Lauren and I spent a large chunk of November in China. We've been planning this trip for months now and I was so excited as I have wanted to see China for years and years now. We made pretty good use of our three weeks and hit all the major sites of Beijing, Harbin, Xi'An, and Shanghai. We took advantage of being in Beijing to spend a day hiking on the Great Wall. There are several sites on the Wall for tourists. Badaling is only about 30 minutes outside of Beijing and it is probably the one most people think of...in fairly decent repair, smooth walking, etc etc. We didn't go there. We went to a section 3 hours outside of Beijing for, I believe a 6 hour hike that involved give or take 8 miles. Maybe 10? I'm too traumatized to think about it.
We got there and had a choice; take a cable car up the mountain, or walk an additional 45-ish minutes to get to the same starting point. Yeah, we totally took the cable car. The cable card ride took about 20 minutes and I was a little freaked out. We were fairly high up and there was nothing below us except the ground a very far distance away.
The view on the way up though could not be beat.

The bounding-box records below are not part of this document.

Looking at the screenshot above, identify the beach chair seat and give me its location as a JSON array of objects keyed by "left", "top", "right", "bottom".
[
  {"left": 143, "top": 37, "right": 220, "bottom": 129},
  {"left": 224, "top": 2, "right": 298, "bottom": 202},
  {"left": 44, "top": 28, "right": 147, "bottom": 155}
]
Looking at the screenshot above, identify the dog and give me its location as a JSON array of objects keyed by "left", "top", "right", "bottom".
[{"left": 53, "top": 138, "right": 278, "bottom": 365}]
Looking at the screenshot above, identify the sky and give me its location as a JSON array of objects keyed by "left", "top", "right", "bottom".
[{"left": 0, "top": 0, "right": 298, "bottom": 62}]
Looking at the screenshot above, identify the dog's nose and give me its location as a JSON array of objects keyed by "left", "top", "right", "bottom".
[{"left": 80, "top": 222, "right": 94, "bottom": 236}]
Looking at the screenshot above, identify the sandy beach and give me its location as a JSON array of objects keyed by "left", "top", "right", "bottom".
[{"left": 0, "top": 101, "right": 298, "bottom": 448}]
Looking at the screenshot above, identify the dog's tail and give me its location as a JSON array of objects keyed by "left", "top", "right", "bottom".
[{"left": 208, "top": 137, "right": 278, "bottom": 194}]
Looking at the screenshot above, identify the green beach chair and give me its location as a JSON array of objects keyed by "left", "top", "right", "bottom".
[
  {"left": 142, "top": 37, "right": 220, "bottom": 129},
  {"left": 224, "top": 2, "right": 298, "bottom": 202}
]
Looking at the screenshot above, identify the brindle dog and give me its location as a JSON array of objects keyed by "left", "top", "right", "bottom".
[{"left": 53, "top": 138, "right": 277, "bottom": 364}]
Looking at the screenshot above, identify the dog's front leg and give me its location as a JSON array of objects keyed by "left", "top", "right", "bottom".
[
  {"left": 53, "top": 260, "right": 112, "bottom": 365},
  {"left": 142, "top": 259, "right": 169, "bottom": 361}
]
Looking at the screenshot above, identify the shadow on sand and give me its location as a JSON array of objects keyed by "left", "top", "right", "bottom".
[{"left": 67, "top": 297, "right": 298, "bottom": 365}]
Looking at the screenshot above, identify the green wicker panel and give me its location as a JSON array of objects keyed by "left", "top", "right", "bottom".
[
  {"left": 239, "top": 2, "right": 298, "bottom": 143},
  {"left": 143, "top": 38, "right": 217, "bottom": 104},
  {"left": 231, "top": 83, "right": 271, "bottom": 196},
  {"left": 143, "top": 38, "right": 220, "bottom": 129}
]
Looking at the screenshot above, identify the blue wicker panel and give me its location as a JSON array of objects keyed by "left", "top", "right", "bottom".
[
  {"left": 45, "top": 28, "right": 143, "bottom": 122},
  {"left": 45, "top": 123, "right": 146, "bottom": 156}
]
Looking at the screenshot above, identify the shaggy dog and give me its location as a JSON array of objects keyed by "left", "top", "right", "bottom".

And once off the cable car (which we had to jump out of while it was still moving), the view got even better.
Then we started walking. I will preface with no, I'm not in very good shape and while the hike would have left me winded regardless, it was not lack of breath or out of use muscles that had me trembling; it was stark, cold fear. I am afraid of stairs. People laugh and ask "seriously?" Yes freaking seriously. It's not heights, it's stairs. I fall down a lot. Generally for no good reason. I can be walking across a perfectly smooth floor barefoot and just collapse. usually not very gracefully either. I'm tall and big and hit the floor hard. So unlike my irrational fear of airports and clowns and full body mobile Kermit, I feel that stairs are a pretty darn legitimate fear. I have fallen down the stairs at my parents house (broke my tailbone), at my university, down both sets of stairs in my house, down the escalator at the Foggy Bottom metro, up several staircases...and so on and so forth. I did not know that the Great Wall had that many stairs. It's a wall, walls are, you know, even. I thought that I would be walking, not frigging climbing bloody stairs. Stairs that, by the way, were often 12 to 16 inches high (I don't know how Lauren did it) and were crumbling and falling apart.
During the time that it took us to pass through the 30 towers we had to get to our pick up point, I shook with fear and terror. Sometimes there were bits of actual wall or ramparts or whatever on at least one side of the stairs and I could cling to that on my way up or down. I liked those bits. Most of the time I relied on the help of a local who attached herself to me and helped me in hope that I would buy some of her stuff (which I happily did cause I would not have made it without her). The absolute only thing that kept moving me forward was the absolute knowledge that there simply wasn't another way. I could either move forward or stay in one spot indefinitely. I stopped a lot along the way, sometimes I just needed a minute before I could face the next five. Sometimes I couldn't breathe I was so scared.
I cried several times on the wall. I wonder if in a few months when I think about it if I will only remember the incredible beauty and awesomeness of the views and the knowledge that I was standing on a piece of history...or if I will always remember that it was the most terrifying experience of my entire existence.
3 comments:
Oh Andrea,
This is your mom's cousin Gretchen. That was such a funny story. The pictures were marvelous. I could see you jumping out of that cable car while it was still moving. What afunny concept--climbing the gfeat wall when you are already afraid of stairs. Thanks. I had a good laugh and saw the Wall in a new light. Gretchen
Hi Andrea,
Your pictures are beautiful!! I can feel your fear for I am afraid of heights, I realize it is different, but the fear is the same. You should be proud you made it through. And what a wonderful experience.
I am glad you made it home.
Julie Maxwell
Hi Andrea,
What beautiful pictures, I really enjoyed them. I am sorry you were so scared.